Cleofe 7 anni fa su tio
25 anni fa, luce fu !

Danny50 7 anni fa su tio
E le catastrofi annunciate non sono avvenute.

Mag 7 anni fa su tio
Risposta a Danny50
Esatto!

moma 7 anni fa su tio
Risposta a Danny50
Mi ricordo benissimo i comizi in TV dove certi importanti politici sentenziavano la fine della Svizzera se ci fosse stato il no UE. La TSI dovrebbe rimandarli in onda. Ci sarebbe da divertirsi.

Mag 7 anni fa su tio
Leggo questa frase: «Se si spiega chiaramente il prezzo di una rescissione degli accordi con l'Europa, i cittadini si renderanno conto della posta in gioco, come attualmente i britannici». Voglio far mettere l'attenzione al lettore sul fatto che la Svizzera non può "rescindersi" dall'UE in quanto non fa parte dell'UE. Quindi l'esempio fatto utilizzando la Brexit è strumentale oppure denota preoccupante ignoranza.

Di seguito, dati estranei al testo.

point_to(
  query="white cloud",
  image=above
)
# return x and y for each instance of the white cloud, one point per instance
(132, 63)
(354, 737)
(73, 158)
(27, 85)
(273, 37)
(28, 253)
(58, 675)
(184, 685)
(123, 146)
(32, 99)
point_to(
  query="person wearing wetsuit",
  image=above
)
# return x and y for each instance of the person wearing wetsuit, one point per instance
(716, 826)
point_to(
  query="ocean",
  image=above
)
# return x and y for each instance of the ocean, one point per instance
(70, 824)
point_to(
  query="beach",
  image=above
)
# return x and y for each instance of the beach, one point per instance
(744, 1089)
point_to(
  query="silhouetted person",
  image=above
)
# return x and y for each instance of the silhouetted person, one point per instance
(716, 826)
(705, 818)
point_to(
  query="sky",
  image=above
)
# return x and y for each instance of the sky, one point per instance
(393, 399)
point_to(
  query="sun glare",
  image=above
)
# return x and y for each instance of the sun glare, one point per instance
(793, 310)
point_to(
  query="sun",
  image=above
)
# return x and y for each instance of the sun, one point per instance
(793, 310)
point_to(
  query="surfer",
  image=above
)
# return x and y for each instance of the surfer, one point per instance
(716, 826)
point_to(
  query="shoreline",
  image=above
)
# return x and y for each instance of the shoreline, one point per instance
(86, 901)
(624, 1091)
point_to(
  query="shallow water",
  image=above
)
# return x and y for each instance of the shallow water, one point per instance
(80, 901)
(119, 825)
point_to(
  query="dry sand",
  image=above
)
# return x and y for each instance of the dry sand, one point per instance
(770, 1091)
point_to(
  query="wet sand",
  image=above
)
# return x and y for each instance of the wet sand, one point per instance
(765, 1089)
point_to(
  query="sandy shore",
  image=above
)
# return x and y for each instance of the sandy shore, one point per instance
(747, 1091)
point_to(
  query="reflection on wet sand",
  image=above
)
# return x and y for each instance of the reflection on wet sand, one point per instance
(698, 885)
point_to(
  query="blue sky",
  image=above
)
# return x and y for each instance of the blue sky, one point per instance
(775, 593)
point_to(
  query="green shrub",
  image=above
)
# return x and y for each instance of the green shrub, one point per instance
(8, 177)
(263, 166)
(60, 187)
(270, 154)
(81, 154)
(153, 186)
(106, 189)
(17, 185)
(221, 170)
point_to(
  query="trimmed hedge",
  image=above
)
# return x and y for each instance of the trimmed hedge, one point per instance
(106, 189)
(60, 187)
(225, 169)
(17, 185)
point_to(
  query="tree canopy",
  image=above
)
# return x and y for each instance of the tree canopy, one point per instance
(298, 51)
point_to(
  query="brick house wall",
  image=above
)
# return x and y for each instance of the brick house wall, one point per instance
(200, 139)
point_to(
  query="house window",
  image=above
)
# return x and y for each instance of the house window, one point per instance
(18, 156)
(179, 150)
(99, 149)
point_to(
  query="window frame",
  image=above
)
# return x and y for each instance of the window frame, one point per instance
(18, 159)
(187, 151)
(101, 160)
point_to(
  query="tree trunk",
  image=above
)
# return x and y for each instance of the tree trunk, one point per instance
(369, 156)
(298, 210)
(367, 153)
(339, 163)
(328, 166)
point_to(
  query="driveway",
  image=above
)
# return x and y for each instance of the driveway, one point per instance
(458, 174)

Inoltre la Brexit è la scissione della Gran Bretagna dall'UE e non dall'Europa: primo perché la Gran Bretagna è un isola dell'Europa quindi è già separata dall'Europa; secondo perché Europa è una parola che viene definita come continente geografico di nome Europa e un Continente lo rescinde solo con un terremoto di magnitudo 20 sulla scala Richter.

Danny50 7 anni fa su tio
Risposta a Mag
E le catastrofi annunciate non sono avvenute dal 1992. Quanto ai britannici finalmente, grazie alla brexit che ha fatto uscire la vera natura dell’UE, si rendono conto che erano sotto tutela, per leggi, autonomia, sovranità. In più realizzano i miliardi che hanno versato e che hanno permesso ai paesi dell’est di inviare i loro disoccupati in UK e attirare le aziende UK nell’europa dell’est perdendo posti di lavoro a favore di questi paesi da dumping. Oltre il danno la beffa.